## Loading Data and Model

In [None]:
import numpy as np
import torch
import math
import matplotlib.pyplot as plt
import pandas as pd
import os
from pathlib import Path
import zipfile
from tqdm import tqdm
import torch.nn as nn
from torch.utils.data import DataLoader
from PIL import Image
from torchvision import transforms
import torch.nn.functional as F
from IPython.display import display
from PIL import Image
from datasets import Dataset
from sentence_transformers import SentenceTransformer
from sklearn.metrics.pairwise import cosine_similarity
import spacy
import nltk


import os
os.environ['HF_ENDPOINT'] = 'https://hf-mirror.com'

### hint_description is a dictionary that links every hint's ID to its corresponding description
### there are a total of 118 hints 

TRAIN_TEXT = "/bohr/train-7ul9/v2"
hint_description = Dataset.load_from_disk(TRAIN_TEXT + "/dataset/hint_descriptions")
hint_description = {
    x['ID']: {'description': x['Description'], 'icons': x['image']}
    for x in hint_description
}

### 20 samples of hints and label, for validation

validation_data = Dataset.load_from_disk(TRAIN_TEXT + "/dataset/takehome_validation")

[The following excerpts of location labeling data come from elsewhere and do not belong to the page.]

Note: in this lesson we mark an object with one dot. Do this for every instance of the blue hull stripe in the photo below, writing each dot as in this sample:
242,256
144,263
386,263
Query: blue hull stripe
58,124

from transformers import AutoTokenizer, AutoModelForMaskedLM

model_dir = '/personal/bert-large-uncased/'
model = AutoModelForMaskedLM.from_pretrained(model_dir)
tokenizer = AutoTokenizer.from_pretrained(model_dir)

### Select Best Prompt using Sentence Transformer

In [None]:
from sentence_transformers import SentenceTransformer, InputExample, losses
from sentence_transformers.evaluation import EmbeddingSimilarityEvaluator
from torch.utils.data import DataLoader
import itertools
import numpy as np
from sklearn.metrics.pairwise import cosine_similarity
from sklearn.cluster import DBSCAN
from sklearn.metrics import pairwise_distances_argmin_min
from sklearn.metrics import pairwise_distances

st_model = SentenceTransformer('/all-MiniLM-L6-v2')

'''
train_examples = []
for val in validation_data:
  train_examples.append(InputExample(texts=[give_best_prompt(val['hints']), {val['label']}], label=1))

train_dataloader = DataLoader(train_examples, shuffle=True, batch_size=2)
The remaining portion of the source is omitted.